La décision de Bruno Retailleau, ministre de l’Intérieur, de mettre un terme à la circulaire Valls peut marquer un tournant décisif pour la politique migratoire française. Cette circulaire, mise en place en 2012 par Manuel Valls, alors ministre de l’Intérieur sous François Hollande, symbolisait l’apogée du laxisme envers l’immigration illégale. Bruno Retailleau s’apprête à durcir les règles. C’est un (petit) pas vers la réaffirmation de la souveraineté française sur ses propres lois et frontières.
Un laxisme irresponsable encouragé par la gauche
La France, sous l’ère socialiste, a ouvert les portes à une régularisation massive et peu scrupuleuse des sans-papiers, souvent au détriment de ceux qui, patiemment, suivent les procédures légales pour entrer et résider dans notre pays.
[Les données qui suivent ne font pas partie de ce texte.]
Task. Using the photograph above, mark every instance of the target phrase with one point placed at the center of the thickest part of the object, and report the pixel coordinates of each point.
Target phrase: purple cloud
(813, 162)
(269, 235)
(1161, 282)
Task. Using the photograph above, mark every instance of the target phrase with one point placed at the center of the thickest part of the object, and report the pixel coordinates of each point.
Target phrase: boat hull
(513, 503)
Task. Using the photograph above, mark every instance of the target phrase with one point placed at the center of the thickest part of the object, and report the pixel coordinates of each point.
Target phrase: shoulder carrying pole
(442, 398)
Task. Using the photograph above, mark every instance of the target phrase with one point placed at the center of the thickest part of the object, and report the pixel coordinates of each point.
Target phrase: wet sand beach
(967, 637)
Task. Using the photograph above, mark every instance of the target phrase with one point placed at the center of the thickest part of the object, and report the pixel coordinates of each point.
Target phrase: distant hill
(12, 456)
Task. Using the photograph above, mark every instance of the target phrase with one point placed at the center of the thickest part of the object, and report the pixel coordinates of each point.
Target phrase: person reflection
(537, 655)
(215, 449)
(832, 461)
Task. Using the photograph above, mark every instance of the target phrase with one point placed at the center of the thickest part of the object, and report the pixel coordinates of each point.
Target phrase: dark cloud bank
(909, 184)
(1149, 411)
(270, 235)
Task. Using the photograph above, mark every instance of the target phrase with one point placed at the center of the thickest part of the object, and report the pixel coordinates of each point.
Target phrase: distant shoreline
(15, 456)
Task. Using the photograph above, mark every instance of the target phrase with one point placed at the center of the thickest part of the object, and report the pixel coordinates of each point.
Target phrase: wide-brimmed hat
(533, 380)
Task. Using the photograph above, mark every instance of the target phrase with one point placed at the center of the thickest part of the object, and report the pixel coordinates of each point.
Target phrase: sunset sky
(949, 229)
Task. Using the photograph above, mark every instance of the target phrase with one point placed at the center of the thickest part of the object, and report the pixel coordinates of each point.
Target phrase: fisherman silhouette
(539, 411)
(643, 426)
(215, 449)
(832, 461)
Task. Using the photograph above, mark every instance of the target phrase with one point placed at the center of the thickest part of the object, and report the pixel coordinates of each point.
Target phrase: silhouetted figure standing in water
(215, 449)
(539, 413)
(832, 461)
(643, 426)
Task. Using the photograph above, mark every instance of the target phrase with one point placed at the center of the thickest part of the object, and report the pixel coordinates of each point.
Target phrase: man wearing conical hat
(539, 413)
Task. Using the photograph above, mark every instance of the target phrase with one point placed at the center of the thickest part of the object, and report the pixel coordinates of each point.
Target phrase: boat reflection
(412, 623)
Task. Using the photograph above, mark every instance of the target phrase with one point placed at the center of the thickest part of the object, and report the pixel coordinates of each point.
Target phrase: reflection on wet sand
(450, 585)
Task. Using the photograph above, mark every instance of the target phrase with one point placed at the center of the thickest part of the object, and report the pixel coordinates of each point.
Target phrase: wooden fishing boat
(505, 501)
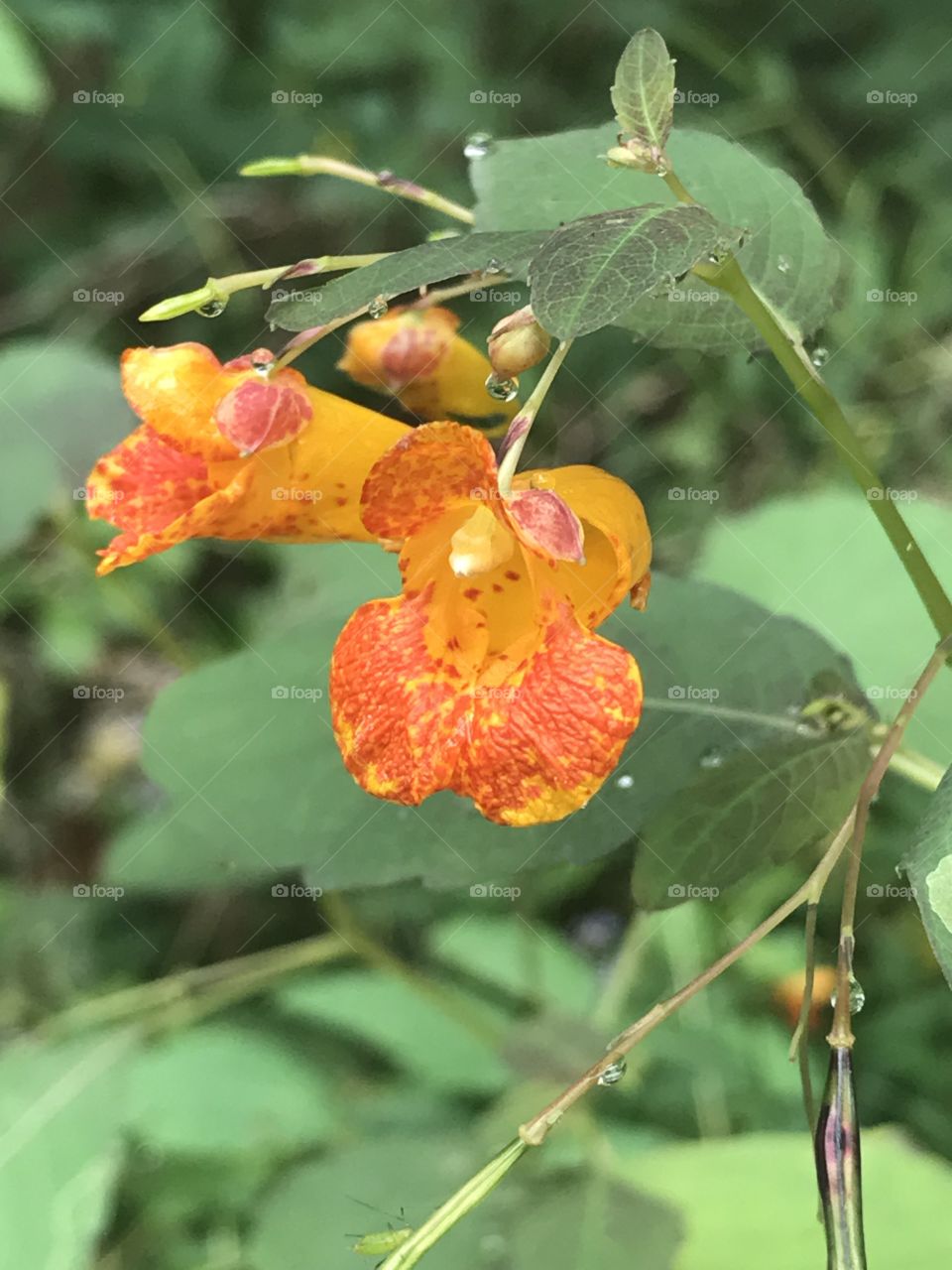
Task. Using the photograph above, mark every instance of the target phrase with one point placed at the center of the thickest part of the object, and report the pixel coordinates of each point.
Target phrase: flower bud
(517, 343)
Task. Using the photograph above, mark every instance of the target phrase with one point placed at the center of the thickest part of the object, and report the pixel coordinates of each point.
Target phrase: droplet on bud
(477, 145)
(502, 389)
(613, 1074)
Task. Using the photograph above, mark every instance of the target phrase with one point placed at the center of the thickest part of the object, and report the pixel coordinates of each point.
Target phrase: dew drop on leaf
(477, 145)
(613, 1074)
(500, 389)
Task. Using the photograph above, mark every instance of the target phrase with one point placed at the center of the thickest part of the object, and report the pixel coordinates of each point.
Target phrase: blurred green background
(248, 1135)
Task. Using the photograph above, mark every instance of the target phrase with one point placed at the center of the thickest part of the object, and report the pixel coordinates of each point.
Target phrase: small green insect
(381, 1242)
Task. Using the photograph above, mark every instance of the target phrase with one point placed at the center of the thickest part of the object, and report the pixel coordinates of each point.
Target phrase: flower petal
(544, 737)
(397, 707)
(431, 470)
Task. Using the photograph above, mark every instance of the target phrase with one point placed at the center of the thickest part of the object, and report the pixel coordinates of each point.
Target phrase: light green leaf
(928, 865)
(754, 1197)
(643, 93)
(61, 1111)
(275, 794)
(590, 272)
(225, 1088)
(544, 182)
(402, 272)
(393, 1017)
(844, 580)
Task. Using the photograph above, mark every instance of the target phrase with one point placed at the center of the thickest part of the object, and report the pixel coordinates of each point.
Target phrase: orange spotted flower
(223, 451)
(419, 357)
(484, 676)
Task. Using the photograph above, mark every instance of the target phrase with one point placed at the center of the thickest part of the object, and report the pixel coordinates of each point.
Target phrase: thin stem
(318, 166)
(788, 349)
(520, 429)
(842, 1033)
Comme le souligne un article de Paris Match, cette circulaire a non seulement alimenté un afflux d’immigration clandestine mais a aussi largement contribué à l’affaiblissement de l’autorité de l’État.
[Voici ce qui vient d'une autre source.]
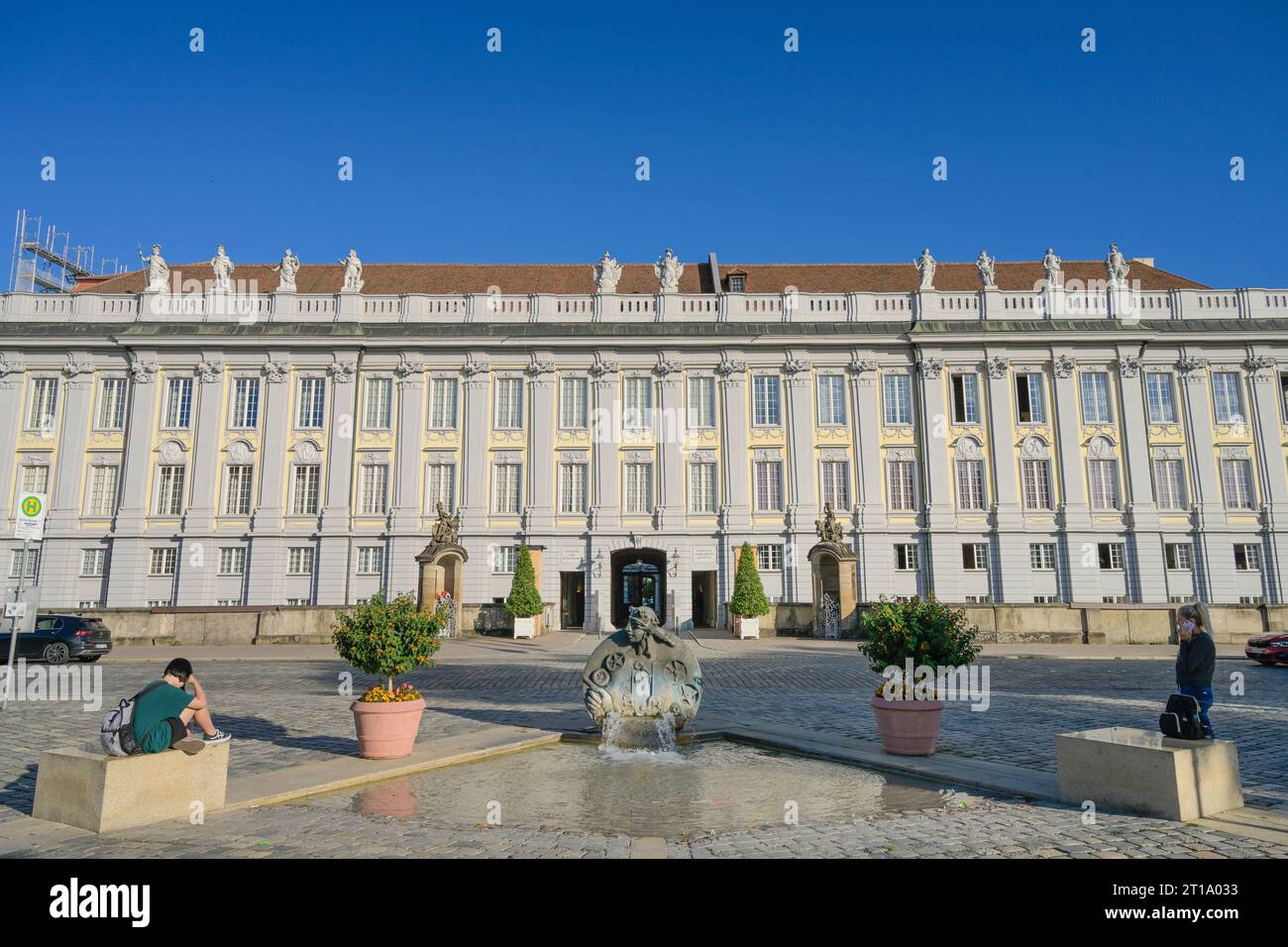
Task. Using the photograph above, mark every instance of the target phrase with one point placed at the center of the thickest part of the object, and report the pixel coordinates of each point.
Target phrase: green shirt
(151, 731)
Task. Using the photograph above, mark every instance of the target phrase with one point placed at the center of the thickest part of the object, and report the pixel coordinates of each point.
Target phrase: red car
(1269, 650)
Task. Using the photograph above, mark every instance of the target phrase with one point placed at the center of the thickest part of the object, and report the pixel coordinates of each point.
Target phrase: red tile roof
(638, 277)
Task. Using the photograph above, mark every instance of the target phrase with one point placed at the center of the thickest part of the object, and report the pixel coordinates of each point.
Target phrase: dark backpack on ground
(117, 731)
(1181, 718)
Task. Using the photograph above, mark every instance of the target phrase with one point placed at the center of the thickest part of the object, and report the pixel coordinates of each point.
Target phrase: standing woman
(1196, 661)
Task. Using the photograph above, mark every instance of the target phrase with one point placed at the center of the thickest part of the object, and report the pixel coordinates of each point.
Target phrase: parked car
(1269, 650)
(59, 638)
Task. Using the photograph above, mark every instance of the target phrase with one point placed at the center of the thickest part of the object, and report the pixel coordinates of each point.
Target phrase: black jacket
(1196, 661)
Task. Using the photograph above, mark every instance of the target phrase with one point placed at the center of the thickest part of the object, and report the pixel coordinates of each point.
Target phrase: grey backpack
(117, 731)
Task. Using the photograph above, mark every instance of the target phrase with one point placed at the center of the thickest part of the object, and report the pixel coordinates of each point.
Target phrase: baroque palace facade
(1078, 432)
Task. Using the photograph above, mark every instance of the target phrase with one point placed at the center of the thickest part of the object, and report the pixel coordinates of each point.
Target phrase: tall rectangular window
(1179, 556)
(975, 556)
(93, 562)
(1095, 397)
(442, 402)
(377, 408)
(965, 398)
(1042, 557)
(638, 414)
(1037, 484)
(902, 491)
(505, 488)
(836, 483)
(372, 561)
(304, 489)
(163, 561)
(374, 499)
(22, 566)
(702, 487)
(1247, 557)
(312, 406)
(245, 403)
(831, 399)
(1170, 484)
(509, 403)
(237, 496)
(769, 484)
(170, 491)
(111, 403)
(178, 403)
(232, 561)
(574, 399)
(102, 489)
(299, 561)
(1227, 397)
(702, 402)
(1029, 401)
(35, 478)
(572, 487)
(896, 399)
(767, 408)
(1158, 395)
(1236, 483)
(441, 486)
(639, 487)
(1104, 484)
(970, 484)
(44, 403)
Une politique ferme pour une France respectée
Le projet de Retailleau, décrit avec précision par Le Figaro, vise à instaurer une rigueur nécessaire dans l’administration des titres de séjour. Les nouvelles directives adressées aux préfectures stipulent une réduction drastique des régularisations et une augmentation des obligations de quitter le territoire français (OQTF). Ces mesures sont cruciales pour restaurer l’ordre et la sécurité, et pour assurer que l’immigration en France soit gérée de manière plus efficace.
Le laxisme passé a coûté cher à la France, tant sur le plan social que financier. L’abrogation de la circulaire Valls par Retailleau est donc bien plus qu’une simple mesure administrative ; elle est le symbole d’un essai de retour à une gestion rigoureuse de l’immigration. Ce changement est ardemment soutenu par les Français, qui sont lassés de voir les fondements de leur pays compromis par des politiques irresponsables.